Co-Branded Video

Sergio Gonzalez of 3Sixty Strategies wrote a great article for Inman about co-branded video marketing.  He said this:

Realtors have only one question of lenders: “How can you help grow my business by way of listings or prospective buyers?” Savvy Realtor/lender teams are providing the answer to that question with co-branded video marketing.

Here's a listing-video example (the one Sergio used in his article):

It makes sense.  Ultimately a buyer isn't looking for a listing, they're looking for a home. They're not going to get it without the help of both agent and lender.  Each business spends less (on video production) and gains more.

I'd suggest a few things if you're considering co-branded video.  Video is kind of "fun and sexy" - c'mon, you know it's more fun than PDFs!  That makes it easy to get caught up in "the video."  Don't.  You won't have one video. That's not where marketing & communication are going. You'll probably have dozens within the year, and hundreds before you know it.

The more you can handle all of the pieces that make up that video as assets, the better off you'll be in the long run.  Was there a script?  Get it.  Was there unused footage and B-roll?  Get it.  That nice co-brand visual? Don't just leave it on "the video" - get it and save it for the next dozen.  

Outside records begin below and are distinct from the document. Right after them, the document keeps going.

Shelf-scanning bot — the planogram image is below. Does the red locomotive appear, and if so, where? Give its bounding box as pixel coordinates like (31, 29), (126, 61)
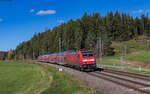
(38, 51), (96, 71)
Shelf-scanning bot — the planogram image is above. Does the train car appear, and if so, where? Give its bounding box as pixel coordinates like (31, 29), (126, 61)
(37, 56), (42, 61)
(38, 50), (97, 71)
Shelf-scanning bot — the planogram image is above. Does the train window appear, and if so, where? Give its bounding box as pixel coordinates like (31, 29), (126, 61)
(82, 52), (93, 57)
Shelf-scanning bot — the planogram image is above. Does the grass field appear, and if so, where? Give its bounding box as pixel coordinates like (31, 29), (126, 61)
(0, 61), (99, 94)
(97, 40), (150, 73)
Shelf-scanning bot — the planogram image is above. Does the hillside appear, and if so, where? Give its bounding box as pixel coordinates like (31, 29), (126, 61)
(0, 61), (100, 94)
(7, 11), (150, 60)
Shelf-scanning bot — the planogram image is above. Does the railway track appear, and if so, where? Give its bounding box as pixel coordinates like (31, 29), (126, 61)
(88, 70), (150, 94)
(38, 61), (150, 94)
(103, 69), (150, 81)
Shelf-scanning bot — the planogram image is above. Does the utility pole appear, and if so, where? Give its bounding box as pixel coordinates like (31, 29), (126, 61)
(59, 37), (61, 63)
(125, 46), (128, 67)
(32, 52), (35, 60)
(15, 51), (17, 61)
(99, 37), (102, 67)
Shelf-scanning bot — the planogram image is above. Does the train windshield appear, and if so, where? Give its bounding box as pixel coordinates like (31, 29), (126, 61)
(82, 52), (93, 57)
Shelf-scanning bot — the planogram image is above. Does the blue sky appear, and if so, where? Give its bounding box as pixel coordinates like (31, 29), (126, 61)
(0, 0), (150, 51)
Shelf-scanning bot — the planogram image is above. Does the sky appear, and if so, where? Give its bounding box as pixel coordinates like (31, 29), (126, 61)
(0, 0), (150, 51)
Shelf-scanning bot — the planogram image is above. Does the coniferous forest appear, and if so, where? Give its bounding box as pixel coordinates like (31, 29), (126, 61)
(10, 11), (150, 60)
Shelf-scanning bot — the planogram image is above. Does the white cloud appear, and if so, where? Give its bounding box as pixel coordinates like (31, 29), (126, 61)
(29, 9), (35, 13)
(133, 9), (143, 13)
(0, 18), (3, 22)
(57, 20), (65, 23)
(37, 10), (56, 15)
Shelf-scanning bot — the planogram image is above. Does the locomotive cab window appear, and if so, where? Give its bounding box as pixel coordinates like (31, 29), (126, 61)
(82, 52), (94, 57)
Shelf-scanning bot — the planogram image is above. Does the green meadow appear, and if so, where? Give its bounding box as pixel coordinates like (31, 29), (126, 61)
(0, 61), (99, 94)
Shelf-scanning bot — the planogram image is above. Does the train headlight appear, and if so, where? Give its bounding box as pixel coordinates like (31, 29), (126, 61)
(82, 59), (88, 62)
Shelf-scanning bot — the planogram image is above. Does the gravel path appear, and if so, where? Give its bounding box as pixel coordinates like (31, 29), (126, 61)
(41, 64), (142, 94)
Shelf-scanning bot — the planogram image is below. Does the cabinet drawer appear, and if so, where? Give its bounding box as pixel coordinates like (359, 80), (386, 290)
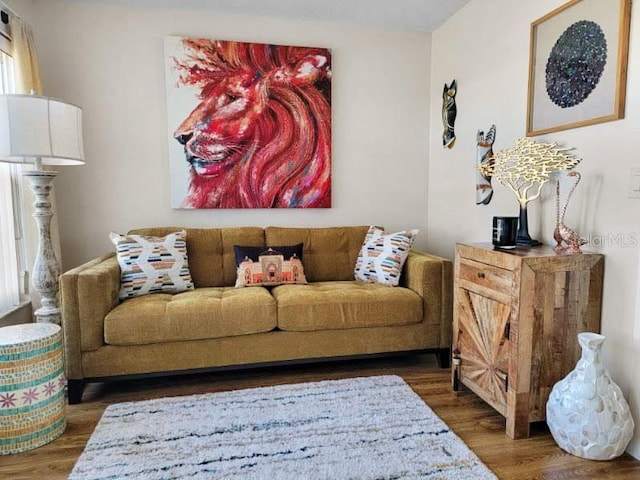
(458, 258), (513, 304)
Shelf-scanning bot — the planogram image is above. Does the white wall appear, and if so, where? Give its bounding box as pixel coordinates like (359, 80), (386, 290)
(428, 0), (640, 458)
(28, 0), (430, 269)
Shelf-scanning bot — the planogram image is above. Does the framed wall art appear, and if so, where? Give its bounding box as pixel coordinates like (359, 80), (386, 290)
(527, 0), (631, 136)
(164, 37), (331, 209)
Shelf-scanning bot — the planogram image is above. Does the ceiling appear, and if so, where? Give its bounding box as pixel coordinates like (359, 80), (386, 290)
(76, 0), (469, 32)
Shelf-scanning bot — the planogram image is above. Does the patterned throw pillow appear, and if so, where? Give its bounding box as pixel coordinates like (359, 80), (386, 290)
(234, 243), (307, 288)
(109, 230), (193, 300)
(354, 226), (418, 287)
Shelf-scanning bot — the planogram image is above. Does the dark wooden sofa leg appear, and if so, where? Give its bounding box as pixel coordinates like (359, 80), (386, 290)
(436, 348), (451, 368)
(67, 380), (84, 405)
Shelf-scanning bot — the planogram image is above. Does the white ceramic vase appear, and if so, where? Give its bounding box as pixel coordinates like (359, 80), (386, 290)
(547, 333), (634, 460)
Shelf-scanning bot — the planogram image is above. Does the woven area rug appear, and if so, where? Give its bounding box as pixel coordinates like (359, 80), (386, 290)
(69, 376), (497, 480)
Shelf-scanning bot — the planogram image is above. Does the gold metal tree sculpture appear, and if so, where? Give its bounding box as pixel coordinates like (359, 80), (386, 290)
(478, 138), (580, 246)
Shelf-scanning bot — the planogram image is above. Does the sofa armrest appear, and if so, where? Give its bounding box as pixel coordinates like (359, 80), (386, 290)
(400, 250), (453, 348)
(60, 253), (120, 379)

Rights are also assets.  I admit, I'm not nuts about the "corporate" soundtrack here, but unless someone really didn't do their job, this music was rights-cleared.  If it's your business, make SURE the rights were cleared, keep a copy of that license and see if it gives you options for future use.

The video itself is an asset, too.  That sounds obvious but isn't.  Do both the banker and the realtor here have the master video files?  Do you?  Don't just assume that because it's on YouTube, it's a done deal. 

We advise thinking of YouTube as a channel, not a master.  Yes, putting video on YouTube (particularly short-lived stuff like listings) can be useful.  Don't use YouTube to solve your own website video, though. That's basically an open invitation to people to leave your site, go browse your competitors listings and then end up watching cat footage.  Use a business video hosting solution.  (We think Wistia is head-and-shoulders the best of the bunch.)

The data coming from the video is also an asset, and co-brand should mean co-data. Do both agent and banker have access to the view data for this example?  They should - it can be invaluable. 

Ask all of those "asset" questions in advance. Like it or not, you're in the media business!

Kudo to Sergio for pointing out this effective strategy. You'll see more & more it it going forward.